FIG. 7 is a process diagram showing a transfer bump method of Conventional Example 2.

FIG. 8 is a process diagram showing a ball bump method of Conventional Example 3;

FIG. 9 is a partial side view showing a mesa bump method of Conventional Example 4.

[Explanation of symbols]

 1 ... Bonding tool 2 ... Heater block 3 ... Metal thin film 4 ... Electrode 5.13 ... Semiconductor integrated circuit chip 6 ... Transparent substrate 7-14.19 ... Electrode pad 8 ... Barrier metal 9 ... Protective film 10/12 ... Photoresist 11.15 ... Bump 16 ... Bump forming substrate 17 ... Capillary 18 ... Wire 20 ... Projection 21 ... Inner lead 22 ... CCD camera

Claims (3)

[Claims] 1. A bump characterized in that a bump electrode for bonding a substrate and a semiconductor device (package) can be easily formed on an electrode pad on a semiconductor integrated circuit chip by using a heater block that can move up and down in a bonding tool.
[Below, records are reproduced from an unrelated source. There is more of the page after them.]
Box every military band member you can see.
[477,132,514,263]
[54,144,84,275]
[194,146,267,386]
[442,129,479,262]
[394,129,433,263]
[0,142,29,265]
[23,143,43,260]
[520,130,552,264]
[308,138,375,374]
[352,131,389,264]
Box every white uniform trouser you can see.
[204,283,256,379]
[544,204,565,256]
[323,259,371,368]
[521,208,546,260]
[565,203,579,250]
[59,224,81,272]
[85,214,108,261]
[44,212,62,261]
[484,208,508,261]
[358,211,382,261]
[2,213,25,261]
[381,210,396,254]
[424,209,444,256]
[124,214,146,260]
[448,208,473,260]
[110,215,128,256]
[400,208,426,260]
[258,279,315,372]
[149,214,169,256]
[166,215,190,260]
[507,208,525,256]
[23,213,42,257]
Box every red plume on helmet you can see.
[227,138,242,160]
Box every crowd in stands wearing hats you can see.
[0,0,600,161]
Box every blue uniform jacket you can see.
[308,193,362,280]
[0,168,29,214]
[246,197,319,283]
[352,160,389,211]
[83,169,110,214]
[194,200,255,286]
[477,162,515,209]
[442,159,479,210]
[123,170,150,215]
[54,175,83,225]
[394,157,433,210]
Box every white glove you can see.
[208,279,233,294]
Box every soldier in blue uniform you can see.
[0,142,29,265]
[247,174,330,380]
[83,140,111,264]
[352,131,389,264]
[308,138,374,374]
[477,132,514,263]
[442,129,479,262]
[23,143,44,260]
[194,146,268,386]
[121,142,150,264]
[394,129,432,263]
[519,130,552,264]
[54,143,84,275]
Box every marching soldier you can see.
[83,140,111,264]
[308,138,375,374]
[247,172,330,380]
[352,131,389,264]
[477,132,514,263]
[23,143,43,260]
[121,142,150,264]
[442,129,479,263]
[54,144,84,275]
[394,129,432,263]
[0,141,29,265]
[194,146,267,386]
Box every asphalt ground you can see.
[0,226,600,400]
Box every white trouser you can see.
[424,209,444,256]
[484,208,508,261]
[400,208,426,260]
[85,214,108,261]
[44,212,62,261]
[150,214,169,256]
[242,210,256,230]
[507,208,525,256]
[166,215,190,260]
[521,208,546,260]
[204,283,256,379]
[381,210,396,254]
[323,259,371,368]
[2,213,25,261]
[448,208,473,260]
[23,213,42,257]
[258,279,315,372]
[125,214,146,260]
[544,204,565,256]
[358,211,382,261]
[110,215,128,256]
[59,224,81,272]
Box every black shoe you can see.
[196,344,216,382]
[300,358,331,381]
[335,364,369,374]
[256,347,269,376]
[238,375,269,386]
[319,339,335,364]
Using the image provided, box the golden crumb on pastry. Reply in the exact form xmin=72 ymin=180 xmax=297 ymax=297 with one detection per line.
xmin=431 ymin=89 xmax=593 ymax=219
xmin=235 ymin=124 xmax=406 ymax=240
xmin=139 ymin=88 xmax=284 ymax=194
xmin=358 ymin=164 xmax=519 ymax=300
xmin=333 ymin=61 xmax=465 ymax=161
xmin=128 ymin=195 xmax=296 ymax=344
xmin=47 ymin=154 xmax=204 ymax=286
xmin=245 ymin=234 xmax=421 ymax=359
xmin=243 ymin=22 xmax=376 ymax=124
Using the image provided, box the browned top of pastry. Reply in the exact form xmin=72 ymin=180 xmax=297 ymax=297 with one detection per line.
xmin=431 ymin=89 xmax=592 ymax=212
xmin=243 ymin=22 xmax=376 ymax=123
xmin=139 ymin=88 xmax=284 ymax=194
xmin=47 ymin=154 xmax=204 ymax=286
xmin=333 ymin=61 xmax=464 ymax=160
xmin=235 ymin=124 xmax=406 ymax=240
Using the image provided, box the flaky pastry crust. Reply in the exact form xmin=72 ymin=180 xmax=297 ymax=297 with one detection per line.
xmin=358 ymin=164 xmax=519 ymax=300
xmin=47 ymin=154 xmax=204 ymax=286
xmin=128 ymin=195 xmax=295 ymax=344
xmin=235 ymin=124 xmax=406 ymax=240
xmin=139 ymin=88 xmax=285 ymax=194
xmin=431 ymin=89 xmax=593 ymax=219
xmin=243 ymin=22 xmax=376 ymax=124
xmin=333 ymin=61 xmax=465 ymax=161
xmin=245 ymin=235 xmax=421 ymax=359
Forming method. 2. The bump electrode is formed by punching with a bonding tool a ribbon-shaped material having a thickness of about 10 μm to 50 μm made of a material such as Au, Al or solder. Item 7. The bump forming method according to Item 1. 3. The bump forming method according to claim 2, wherein a heater block capable of raising and lowering the formed protruding electrode descends in a bonding tool to heat the protruding electrode for forming.